IMPDH2, or inosine 5'-monophosphate dehydrogenase type II, is a key enzyme in the de novo biosynthesis of guanine nucleotides, a dopamine synthetic pathway. It's involved in multiple biological processes such as cell cycle regulation, DNA damage response, and GTP synthesis [1,2,3].
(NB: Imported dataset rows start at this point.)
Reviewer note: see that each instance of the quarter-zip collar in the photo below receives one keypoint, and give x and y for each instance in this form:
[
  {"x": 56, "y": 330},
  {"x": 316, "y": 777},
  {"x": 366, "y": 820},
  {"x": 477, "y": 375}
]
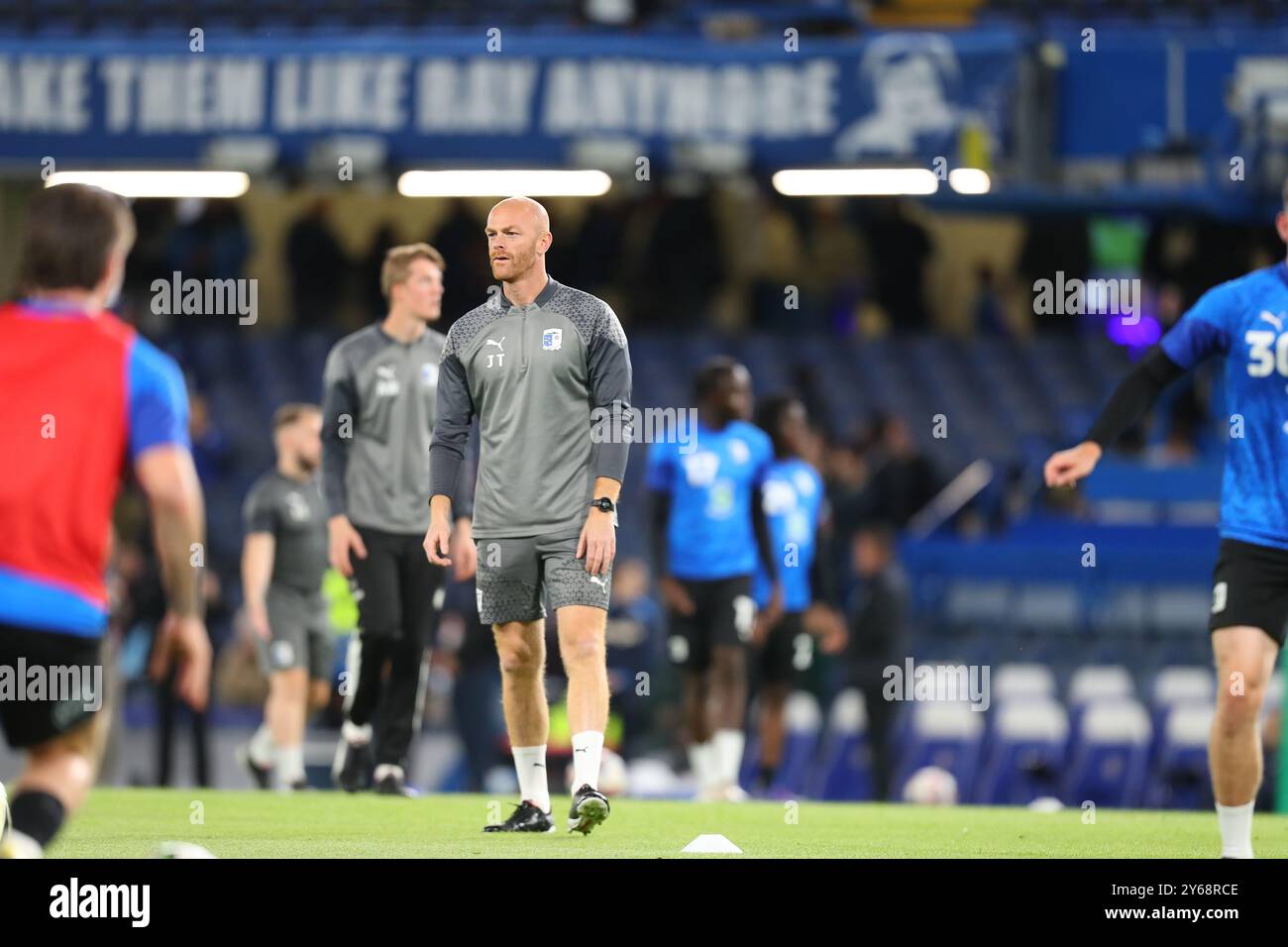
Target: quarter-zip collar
[{"x": 542, "y": 298}]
In various disease models, IMPDH2 has shown significant impacts. In colorectal cancer, its overexpression promotes cell proliferation, invasion, migration, and epithelial-mesenchymal transition (EMT) via activation of the PI3K/AKT/mTOR and PI3K/AKT/FOXO1 pathways, while knockdown has the opposite effect [1]. In osteoclastogenesis, Impdh2 deficiency in mouse myeloid lineage cells reduces osteoclast number and alleviates ovariectomy-induced osteoporosis by impairing mitochondrial oxidative phosphorylation [4]. In hepatoblastoma, IMPDH2 overexpression is associated with poor patient outcomes, and its knockdown inhibits cell proliferation and induces cell cycle arrest [5].

In conclusion, IMPDH2 plays essential roles in processes like cell cycle regulation, GTP synthesis, and cell-specific functions. Studies using gene-knockout or knockdown models in various disease areas such as cancer and osteoporosis have revealed its significance, suggesting it could be a potential biomarker and therapeutic target for these diseases [1,4,5].